Purpose: Clinically useful molecular markers predicting the clinical course of patients diagnosed with nonmuscle-invasive bladder cancer are needed to improve treatment outcome. Here, we validated four previously reported gene expression signatures for molecular diagnosis of disease stage and carcinoma in situ (CIS) and for predicting disease recurrence and progression.
Experimental Design: We analyzed tumors from 404 patients diagnosed with bladder cancer in hospitals in Denmark, Sweden, England, Spain, and France using custom microarrays. Molecular classifications were compared with pathologic diagnosis and clinical outcome.
Results: Classification of disease stage using a 52-gene classifier was found to be highly significantly correlated with pathologic stage (P < 0.001). Furthermore, the classifier added information regarding disease progression of Ta or T1 tumors (P < 0.001). The molecular 88-gene progression classifier was highly significantly correlated with progression-free survival (P < 0.001) and cancer-specific survival (P = 0.001). Multivariate Cox regression analysis showed the progression classifier to be an independently significant variable associated with disease progression after adjustment for age, sex, stage, grade, and treatment (hazard ratio, 2.3; P = 0.007).
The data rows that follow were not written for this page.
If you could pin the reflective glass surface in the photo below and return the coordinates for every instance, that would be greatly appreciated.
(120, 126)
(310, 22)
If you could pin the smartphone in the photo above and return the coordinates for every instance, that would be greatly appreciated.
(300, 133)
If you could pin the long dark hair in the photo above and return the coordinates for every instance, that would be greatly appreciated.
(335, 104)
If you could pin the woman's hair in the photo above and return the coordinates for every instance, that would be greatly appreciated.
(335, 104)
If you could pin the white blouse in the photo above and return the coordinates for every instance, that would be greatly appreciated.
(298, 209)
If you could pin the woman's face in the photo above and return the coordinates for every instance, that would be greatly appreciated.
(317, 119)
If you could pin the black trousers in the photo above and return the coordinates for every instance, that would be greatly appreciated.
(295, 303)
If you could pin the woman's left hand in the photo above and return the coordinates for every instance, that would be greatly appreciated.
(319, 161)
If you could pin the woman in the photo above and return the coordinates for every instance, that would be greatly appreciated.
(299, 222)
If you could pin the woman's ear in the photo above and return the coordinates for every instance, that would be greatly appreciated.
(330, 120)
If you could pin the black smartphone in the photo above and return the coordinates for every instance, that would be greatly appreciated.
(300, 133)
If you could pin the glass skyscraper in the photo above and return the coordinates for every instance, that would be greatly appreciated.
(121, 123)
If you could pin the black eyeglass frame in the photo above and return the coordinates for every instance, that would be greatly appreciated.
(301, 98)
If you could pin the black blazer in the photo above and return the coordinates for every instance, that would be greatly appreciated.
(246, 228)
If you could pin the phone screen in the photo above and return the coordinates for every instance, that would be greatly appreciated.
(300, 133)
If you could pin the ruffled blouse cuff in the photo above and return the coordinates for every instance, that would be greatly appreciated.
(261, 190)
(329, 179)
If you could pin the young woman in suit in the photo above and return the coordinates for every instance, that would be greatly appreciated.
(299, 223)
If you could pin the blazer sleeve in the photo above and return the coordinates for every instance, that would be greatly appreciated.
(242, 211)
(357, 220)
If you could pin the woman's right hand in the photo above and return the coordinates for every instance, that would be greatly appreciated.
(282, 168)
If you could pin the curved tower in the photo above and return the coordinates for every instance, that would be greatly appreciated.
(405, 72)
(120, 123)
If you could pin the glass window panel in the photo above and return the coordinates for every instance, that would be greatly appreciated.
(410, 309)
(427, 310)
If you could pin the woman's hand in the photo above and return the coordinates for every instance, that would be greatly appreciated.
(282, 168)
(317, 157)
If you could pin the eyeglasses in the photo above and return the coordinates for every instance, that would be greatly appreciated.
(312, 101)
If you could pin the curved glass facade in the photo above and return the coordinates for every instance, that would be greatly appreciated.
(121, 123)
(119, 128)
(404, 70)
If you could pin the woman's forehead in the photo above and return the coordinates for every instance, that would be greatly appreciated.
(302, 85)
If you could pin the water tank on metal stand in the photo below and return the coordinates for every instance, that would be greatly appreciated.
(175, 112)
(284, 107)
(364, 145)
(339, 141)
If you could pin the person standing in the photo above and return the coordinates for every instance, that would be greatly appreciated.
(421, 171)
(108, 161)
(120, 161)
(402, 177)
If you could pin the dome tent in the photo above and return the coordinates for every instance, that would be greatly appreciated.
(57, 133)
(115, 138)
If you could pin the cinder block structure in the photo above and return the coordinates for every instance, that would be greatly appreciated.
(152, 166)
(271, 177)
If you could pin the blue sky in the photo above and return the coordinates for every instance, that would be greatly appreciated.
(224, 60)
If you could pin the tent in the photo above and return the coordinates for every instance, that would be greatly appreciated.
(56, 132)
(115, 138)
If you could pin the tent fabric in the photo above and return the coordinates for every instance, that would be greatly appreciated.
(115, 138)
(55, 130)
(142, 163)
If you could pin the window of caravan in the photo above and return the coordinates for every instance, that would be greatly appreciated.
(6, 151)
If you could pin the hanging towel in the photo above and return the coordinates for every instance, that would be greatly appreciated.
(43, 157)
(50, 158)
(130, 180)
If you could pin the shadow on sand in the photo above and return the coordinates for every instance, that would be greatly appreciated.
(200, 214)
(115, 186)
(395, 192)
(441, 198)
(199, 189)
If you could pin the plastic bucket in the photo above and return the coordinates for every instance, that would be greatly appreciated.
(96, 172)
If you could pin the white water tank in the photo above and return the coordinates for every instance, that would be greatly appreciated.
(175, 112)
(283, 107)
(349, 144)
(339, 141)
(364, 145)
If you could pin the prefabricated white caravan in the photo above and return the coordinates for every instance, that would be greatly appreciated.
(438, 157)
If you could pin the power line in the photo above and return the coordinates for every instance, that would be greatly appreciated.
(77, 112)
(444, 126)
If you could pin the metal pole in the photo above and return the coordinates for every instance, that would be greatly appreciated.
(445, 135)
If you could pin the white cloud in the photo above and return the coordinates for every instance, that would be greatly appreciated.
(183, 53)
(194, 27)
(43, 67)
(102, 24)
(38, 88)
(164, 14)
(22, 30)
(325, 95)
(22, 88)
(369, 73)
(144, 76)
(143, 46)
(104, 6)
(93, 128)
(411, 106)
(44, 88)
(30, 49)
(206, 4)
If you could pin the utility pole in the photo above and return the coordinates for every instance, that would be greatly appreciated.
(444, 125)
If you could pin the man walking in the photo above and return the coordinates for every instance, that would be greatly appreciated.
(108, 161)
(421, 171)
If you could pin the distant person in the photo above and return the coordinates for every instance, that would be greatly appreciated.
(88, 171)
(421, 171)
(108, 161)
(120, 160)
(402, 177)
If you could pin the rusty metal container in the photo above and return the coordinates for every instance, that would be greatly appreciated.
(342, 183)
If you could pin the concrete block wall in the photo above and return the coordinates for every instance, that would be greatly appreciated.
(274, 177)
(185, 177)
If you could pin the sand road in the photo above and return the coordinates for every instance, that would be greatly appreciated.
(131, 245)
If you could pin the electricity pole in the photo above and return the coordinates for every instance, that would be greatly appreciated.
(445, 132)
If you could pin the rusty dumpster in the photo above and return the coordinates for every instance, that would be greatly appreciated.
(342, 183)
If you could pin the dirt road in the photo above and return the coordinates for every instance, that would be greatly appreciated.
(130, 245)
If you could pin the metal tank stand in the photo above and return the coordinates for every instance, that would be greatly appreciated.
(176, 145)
The diagnosis of CIS using a 68-gene classifier showed a highly significant correlation with histopathologic CIS diagnosis (odds ratio, 5.8; P < 0.001) in multivariate logistic regression analysis.
Conclusion: This multicenter validation study confirms in an independent series the clinical utility of molecular classifiers to predict the outcome of patients initially diagnosed with nonmuscle-invasive bladder cancer. This information may be useful to better guide patient treatment.